📱Interfaces & Modules

So far we’ve been writing code at the top level. Code at the top level is ordinary Pact that NuChain VM can execute. However, when you are defining a new smart contract, you need to organize your Pact code into interfaces and/or modules so that it can be referenced later from other contracts or via a NuChain Node node’s Pact API. NuChain node will store your interfaces and modules within the namespace you’ve entered.

Interfaces and modules are both units for organizing Pact code, but they serve different purposes. An interface describes the API that a module will implement and can supply constants and models for formal verification to aid in that implementation, but it doesn’t contain any implementations itself and cannot be executed on NuChain.

Interfaces purely exist as a method of abstraction. An interface can be implemented by multiple modules (that means that the module provides an implementation for every function included in the interface), so it serves as a blueprint for implementers. Also, Pact functions take a reference to module as an argument so long as the module implements a specific interface. That means you can write a function that can be used with any module that implements the given interface — a powerful form of abstraction.

We don’t use interfaces in our contract because it’s quite small and no one else is expected to provide another implementation for its API. Instead, we skip straight to the implementation: the ‘nucredit-faucet-faucet’ module.

A module in Pact is the primary unit of organization for Pact code. Modules can contain functions, pacts, capabilities, tables, and other Pact code.

Let’s define a Pact module with the code for our faucet. To define a module we must provide a module name, a module governance function, and then the module body containing the implementation.

The module name is used to refer to the module from other modules (or in the REPL). For example, coin.transfer refers to the transfer function defined in the coin module. To refer to a module it must have been deployed to Nuchain Node (or loaded into the REPL). We’ll name our module nucredit-faucet-faucet.

Since we’re within the free namespace, that means we can refer to our module on NuChain with the prefix free.nucredit-faucet-faucet. The module governance function restricts how the contract can be upgraded.
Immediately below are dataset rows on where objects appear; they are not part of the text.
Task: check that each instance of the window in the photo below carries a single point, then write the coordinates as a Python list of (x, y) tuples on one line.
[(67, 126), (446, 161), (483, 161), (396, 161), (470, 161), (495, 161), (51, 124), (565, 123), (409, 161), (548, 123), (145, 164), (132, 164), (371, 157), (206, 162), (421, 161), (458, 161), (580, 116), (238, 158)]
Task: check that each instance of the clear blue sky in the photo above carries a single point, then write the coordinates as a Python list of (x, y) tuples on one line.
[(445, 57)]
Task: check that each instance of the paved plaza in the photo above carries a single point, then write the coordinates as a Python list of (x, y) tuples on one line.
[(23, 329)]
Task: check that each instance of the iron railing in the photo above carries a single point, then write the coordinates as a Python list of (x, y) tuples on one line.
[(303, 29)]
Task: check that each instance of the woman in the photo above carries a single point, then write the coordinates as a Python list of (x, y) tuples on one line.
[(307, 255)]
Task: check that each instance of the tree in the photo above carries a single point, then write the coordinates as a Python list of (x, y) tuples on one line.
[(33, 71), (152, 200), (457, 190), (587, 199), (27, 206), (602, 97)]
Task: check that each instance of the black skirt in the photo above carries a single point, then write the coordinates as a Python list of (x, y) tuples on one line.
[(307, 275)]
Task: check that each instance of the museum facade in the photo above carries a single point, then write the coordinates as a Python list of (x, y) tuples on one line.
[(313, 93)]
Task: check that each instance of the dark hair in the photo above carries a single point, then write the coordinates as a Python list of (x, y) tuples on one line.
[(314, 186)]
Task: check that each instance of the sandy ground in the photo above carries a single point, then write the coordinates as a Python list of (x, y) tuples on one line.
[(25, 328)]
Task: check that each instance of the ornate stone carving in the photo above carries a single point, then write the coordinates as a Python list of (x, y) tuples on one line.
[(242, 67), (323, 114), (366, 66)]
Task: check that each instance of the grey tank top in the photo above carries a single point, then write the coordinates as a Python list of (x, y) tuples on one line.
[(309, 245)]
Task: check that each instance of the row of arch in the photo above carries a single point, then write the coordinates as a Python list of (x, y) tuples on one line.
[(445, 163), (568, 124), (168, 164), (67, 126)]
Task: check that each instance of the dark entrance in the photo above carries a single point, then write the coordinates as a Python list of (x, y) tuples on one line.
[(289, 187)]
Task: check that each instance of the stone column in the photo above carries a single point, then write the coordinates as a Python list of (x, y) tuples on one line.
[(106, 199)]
Governance functions can be a keyset reference, which means that the contract can be upgraded so long as the upgrade transaction satisfies the keyset, or they can be a “capability” defined in the module. We’ll learn a lot more about capabilities later and will use a keyset reference as our governance.

// pact

(module nucredit-faucet-faucet "free.nucredit-faucet-faucet-keyset"  @doc  
"'nucredit-faucet-faucet' represents the nucredit-faucet Faucet Contract. \  \ This contract  provides a small number of NCH to any 
\  \ NuChain user who needs some. To request funds for        \  \ yourself (Chain 0 only):                                \  \                                                         \  \ > (free.nucredit-faucet-faucet.request-funds …)                 \  \                                                         \  \ To check your account’s request and total limits:       \  \ > (free.nucredit-faucet-faucet.get-limits …)                    \  \                                                         \  \ To return funds to the faucet account (Chain 0 only):   \  \ > (free.nucredit-faucet-faucet.return-funds …)"

Now, let’s implement the body of our module. We’ll begin with the two forms of metadata we can use to annotate our modules, interfaces, functions, table schemas, and other Pact code. The @doc metadata field is for documentation strings, and the @model metadata field is for formal verification.